Cash-on-hand in Developing Countries and the Value of Social Insurance

This paper studies the value of Social Insurance in developing countries. First, it explores a national wide cash bonus policy in Brazil with a RD design to provide new estimates on liquidity effects within the context of high labor informality. The bonus, equivalent to 15 days of earnings, reduces by 1.3 percentage points the probability that displaced workers find a new formal job in the first 12 weeks of the spell. Second, by exploiting the Unemployment Insurance (UI) schedule with a RD design, it estimates that an additional month of entitlement decreases the same outcome by 1.8 percentage points. By matching administrative and survey data, it exploits the same design to deliver novel estimates of informal labor responses to UI: an extra month of entitlement strongly increases informal employment.
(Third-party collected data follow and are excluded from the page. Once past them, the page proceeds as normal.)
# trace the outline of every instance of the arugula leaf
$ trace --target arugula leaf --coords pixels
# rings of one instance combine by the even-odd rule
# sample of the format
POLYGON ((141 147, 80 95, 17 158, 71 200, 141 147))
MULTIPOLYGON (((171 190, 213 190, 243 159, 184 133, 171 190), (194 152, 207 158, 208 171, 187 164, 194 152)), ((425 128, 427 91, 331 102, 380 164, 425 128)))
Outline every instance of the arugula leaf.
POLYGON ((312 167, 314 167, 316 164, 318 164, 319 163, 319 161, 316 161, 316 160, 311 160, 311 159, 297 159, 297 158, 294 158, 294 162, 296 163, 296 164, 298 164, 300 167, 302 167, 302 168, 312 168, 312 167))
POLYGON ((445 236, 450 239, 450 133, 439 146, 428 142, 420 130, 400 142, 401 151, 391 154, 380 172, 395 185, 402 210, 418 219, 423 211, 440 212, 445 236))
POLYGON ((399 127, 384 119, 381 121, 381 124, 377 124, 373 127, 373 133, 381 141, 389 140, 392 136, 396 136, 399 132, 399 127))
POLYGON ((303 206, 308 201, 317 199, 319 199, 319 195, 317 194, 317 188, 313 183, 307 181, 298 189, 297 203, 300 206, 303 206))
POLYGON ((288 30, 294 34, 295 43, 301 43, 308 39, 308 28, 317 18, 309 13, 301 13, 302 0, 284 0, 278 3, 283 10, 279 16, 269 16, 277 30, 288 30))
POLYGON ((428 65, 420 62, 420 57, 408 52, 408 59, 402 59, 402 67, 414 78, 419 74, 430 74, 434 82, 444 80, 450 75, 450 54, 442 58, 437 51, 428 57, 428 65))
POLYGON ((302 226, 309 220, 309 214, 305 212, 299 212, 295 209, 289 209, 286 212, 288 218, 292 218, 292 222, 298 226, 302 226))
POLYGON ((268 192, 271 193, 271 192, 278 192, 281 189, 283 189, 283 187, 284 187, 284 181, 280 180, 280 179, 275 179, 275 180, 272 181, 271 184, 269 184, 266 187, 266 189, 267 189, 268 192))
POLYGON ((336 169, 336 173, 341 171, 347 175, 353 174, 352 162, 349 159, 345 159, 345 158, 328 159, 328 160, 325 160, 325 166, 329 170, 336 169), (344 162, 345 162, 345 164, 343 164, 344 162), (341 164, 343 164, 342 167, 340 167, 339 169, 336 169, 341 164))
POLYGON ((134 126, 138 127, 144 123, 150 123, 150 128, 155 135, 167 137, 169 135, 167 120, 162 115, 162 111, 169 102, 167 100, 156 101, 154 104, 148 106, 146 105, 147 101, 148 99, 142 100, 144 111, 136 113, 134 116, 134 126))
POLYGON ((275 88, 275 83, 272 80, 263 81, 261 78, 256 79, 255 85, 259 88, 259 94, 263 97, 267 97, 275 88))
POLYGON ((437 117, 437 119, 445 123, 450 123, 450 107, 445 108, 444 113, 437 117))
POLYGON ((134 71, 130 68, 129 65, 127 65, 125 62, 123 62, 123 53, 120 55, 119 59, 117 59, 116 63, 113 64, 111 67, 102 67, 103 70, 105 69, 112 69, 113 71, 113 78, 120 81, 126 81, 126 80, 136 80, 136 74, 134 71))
The magnitude of this effect is similar to the negative response on formal employment. Based on a labor supply model extended with labor informality, it is shown that, despite some implementation challenges, these empirical results can be used to estimate a lower bound of the insurance value of UI. Liquidity effects account for 58% of the total response to longer benefit entitlement on formal employment. A calibration exercise based on sufficient statistics suggests that providing UI in developing countries, where labor informality is high, may yield substantial welfare gains. Further exploiting state level heterogeneity in informality rates indicates that it is not obvious how the optimal UI generosity should vary as the market formalizes.


Britto, D., 2015. Cash-on-hand in Developing Countries and the Value of Social Insurance: Evidence from Brazil.